I often hear parents comment on the “newer” math terminology that is used in school. True. In school, back in the day, we used to call it “graphing”, period. But there’s so much more to “graphing” than graphing itself. The language used in the Ontario Progress Report Card and by the Ontario Ministry of Education is Data Management which is much more accurate of what graphing really entails. The last graph you saw required:
- the need to get information (for advertising for example)
- the collection of information (a survey perhaps?)
- the display of that information in such a way that people would most easily be able to interpret it (tables, circle, plot, bar graphs)
So in other words Data Management, is about how we organize information to make it easy to understand.
As our world becomes increasingly more visual, we need to develop the types of skills that allow us to interpret what we see and understand what it’s really trying to tell us, how to create and organize information and how to find bias in that information. A pre-curser to all of that is the ability to sort things. Pretty simple huh? It doesn’t require much, just what you have on hand.

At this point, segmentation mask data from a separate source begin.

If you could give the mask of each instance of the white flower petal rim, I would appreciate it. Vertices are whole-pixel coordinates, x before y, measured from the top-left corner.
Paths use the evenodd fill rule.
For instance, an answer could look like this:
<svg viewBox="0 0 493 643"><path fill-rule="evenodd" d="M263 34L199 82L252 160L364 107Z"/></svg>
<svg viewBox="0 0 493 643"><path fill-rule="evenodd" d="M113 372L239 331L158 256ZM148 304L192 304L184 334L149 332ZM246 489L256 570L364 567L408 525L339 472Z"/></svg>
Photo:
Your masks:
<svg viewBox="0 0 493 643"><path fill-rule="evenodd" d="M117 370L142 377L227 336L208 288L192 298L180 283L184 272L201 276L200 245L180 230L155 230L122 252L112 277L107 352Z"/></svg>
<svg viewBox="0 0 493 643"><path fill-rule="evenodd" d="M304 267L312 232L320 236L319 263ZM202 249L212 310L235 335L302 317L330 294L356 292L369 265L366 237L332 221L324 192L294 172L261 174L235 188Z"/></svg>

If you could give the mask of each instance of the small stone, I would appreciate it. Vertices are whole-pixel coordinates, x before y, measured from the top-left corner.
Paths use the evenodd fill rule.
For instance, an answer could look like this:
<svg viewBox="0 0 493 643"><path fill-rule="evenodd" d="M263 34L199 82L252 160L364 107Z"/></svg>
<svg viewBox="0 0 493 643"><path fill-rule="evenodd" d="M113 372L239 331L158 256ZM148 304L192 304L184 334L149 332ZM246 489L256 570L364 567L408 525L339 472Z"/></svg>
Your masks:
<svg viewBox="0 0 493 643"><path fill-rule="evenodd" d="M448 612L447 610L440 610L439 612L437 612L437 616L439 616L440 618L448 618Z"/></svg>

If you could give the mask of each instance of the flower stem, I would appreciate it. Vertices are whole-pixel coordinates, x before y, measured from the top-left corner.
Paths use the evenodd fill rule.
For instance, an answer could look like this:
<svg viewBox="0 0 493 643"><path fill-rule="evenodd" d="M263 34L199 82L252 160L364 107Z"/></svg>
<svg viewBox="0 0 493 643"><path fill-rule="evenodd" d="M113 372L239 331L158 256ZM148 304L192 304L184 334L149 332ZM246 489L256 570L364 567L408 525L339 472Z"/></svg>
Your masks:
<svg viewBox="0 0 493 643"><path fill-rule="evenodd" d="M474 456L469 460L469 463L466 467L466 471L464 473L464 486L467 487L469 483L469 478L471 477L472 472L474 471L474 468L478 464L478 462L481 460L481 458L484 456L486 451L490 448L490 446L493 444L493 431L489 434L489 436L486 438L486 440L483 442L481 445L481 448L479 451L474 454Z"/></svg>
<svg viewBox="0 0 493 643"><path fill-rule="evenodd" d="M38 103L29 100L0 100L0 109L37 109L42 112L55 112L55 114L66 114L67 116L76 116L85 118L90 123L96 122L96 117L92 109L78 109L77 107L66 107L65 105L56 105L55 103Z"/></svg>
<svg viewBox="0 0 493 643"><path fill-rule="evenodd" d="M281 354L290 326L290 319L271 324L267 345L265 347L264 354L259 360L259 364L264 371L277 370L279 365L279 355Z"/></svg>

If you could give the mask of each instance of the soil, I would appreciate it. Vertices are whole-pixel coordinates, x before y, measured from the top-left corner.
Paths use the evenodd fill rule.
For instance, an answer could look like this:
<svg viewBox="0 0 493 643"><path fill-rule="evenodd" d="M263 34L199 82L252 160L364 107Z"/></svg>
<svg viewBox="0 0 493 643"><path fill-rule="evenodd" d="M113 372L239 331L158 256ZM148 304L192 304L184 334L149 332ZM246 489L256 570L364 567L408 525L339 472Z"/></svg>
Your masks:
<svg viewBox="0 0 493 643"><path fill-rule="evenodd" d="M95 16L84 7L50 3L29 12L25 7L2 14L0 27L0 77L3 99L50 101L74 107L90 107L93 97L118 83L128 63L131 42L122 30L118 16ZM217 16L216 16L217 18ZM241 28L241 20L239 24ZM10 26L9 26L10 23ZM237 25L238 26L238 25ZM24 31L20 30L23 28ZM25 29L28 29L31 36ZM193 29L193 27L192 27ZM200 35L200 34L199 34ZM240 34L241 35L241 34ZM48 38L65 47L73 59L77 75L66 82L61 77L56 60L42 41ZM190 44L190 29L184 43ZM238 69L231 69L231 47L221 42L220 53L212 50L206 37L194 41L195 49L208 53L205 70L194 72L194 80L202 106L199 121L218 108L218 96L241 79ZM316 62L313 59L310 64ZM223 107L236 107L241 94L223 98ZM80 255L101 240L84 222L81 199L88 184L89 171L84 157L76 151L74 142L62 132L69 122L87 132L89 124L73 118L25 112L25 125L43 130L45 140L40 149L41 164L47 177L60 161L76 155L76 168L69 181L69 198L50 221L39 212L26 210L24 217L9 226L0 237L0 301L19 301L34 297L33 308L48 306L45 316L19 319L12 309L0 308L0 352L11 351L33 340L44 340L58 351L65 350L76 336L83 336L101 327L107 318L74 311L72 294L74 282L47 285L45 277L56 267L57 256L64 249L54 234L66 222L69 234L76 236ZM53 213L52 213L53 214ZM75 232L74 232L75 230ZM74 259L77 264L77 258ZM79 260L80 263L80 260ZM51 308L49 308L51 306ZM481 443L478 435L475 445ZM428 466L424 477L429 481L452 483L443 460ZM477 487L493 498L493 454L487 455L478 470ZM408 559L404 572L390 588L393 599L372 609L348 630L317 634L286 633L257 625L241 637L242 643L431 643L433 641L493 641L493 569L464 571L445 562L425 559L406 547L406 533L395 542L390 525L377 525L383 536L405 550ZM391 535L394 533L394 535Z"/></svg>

Here are some ideas to try with the younger set (Kindergarten -gr.1) at home. (I’ll have some ideas for the older folks in a later post.) In the early primary years, one of the many expectations laid out in the Ontario Curriculum states that children are to: demonstrate the ability to organize objects into categories and that students should be able to sort and classify objects using one attribute (size, colour, shape).
Without further ado:
Have your child notice the categorization and organization of produce in the market…
Let your kids help you sort groceries either while shopping or at home. It may sound messy but it’s very concrete for them. They can sort cans into sizes and do the same for boxes for example.
Or they can sort by type of food. You can extend the activity by having them re-sort in different ways. In order for you to actually get something beyond math learning, have them sort first using something like colour or size, and then sort through “type” so that that can actually help you to house the food you bought. Two in one, who can ask for more?
Children can sort jelly beans easily by colour, dry legumes/ beans by shape or colour…
Or help sort materials into recycling containers…
After laundry is done, they can sort their socks by colour, size, owner, patterns, (and help you match up the missing ones!)…
They can sort Lego pieces by colour and size, while cleaning up their playful mess…
Or sort cutlery (if they can be trusted…)
You get the idea…
Not so messy, a little bit of fun, and sorting practice to boot. Math is everywhere!